A Constituição elenca um rol imenso de direitos individuais e sociais, como forma de garantir a dignidade de todos. Isso nada mais é do que o compromisso de assegurar afeto: o primeiro obrigado a assegurar o afeto por seus cidadãos é o próprio Estado [57]. Mesmo que a Constituição tenha enlaçado o afeto no âmbito de sua proteção, a palavra afeto não está no texto constitucional [58]. Ao serem reconhecidas como entidade familiar merecedora da tutela jurídica as uniões estáveis, que se constituem sem o selo do casamento, tal significa que a afetividade, que une e enlaça duas pessoas, adquiriu reconhecimento e inserção no sistema jurídico. Houve a constitucionalização de um modelo de família eudemonista e igualitário, com maior espaço para o afeto e a realização individual. [59] (g.o.)

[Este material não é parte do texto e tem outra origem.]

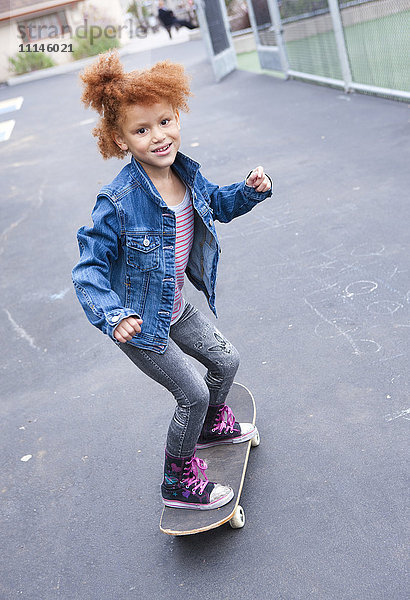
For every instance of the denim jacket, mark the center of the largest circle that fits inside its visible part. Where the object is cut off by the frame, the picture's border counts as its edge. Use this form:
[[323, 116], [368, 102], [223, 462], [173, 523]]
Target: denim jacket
[[127, 261]]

Nesse sentido, Paulo Luiz Netto Lôbo [60], discorrendo sobre o princípio da afetividade, escreve:
"A afetividade como princípio jurídico fundamenta o direito de família na estabilidade das relações socioafetivas e na comunhão de vida, com primazia sobre as considerações de caráter patrimonial ou biológico. Recebeu grande impulso dos valores consagrados na Constituição de 1988 e resultou da evolução da família brasileira nas últimas décadas do século XX, refletindo-se na doutrina jurídica e na jurisprudência dos tribunais. O princípio da afetividade especializa, no âmbito familiar, os princípios constitucionais fundamentais da dignidade da pessoa humana (art. 1º, III) e da solidariedade (art. 3º, I), e entrelaça-se com os princípios da convivência familiar e da igualdade entre cônjuges, companheiros e filhos, que ressaltam a natureza cultural e não exclusivamente biológica da família. A evolução da família ‘expressa a passagem do fato natural da consanguinidade para o fato cultural da afinidade’ (este no sentido de afetividade). A família recuperou a função que, por certo, esteve nas suas origens mais remotas: a de grupo unido por desejos e laços afetivos, em comunhão de vida."
Com efeito, o princípio jurídico da afetividade e o sentimento de solidariedade recíproca não podem ser perturbados pela preponderância de interesses patrimoniais. É o respeito à pessoa humana, nas relações familiares, que deve prevalecer [61]. Por isso, reportando-nos ao caso narrado na introdução deste ensaio, entendemos que não agiu de boa-fé a filha que ajuizou ação investigatória de paternidade com o claro intuito de, uma vez tendo sido reconhecida a filiação judicialmente, assegurar o seu quinhão hereditário. Obviamente, a boa-fé constante do Código Civil de 2002 não é apenas e tão somente a boa-fé contratual e dos negócios jurídicos, mas também a boa-fé familiar, eis que um pai não poderá agir de má-fé em relação aos seus filhos, nem vice-versa. Ferir-se-ia fundamentalmente a eticidade [62], que é um dos três princípios norteadores do Código Reale, ao lado da socialidade e da operabilidade. [63]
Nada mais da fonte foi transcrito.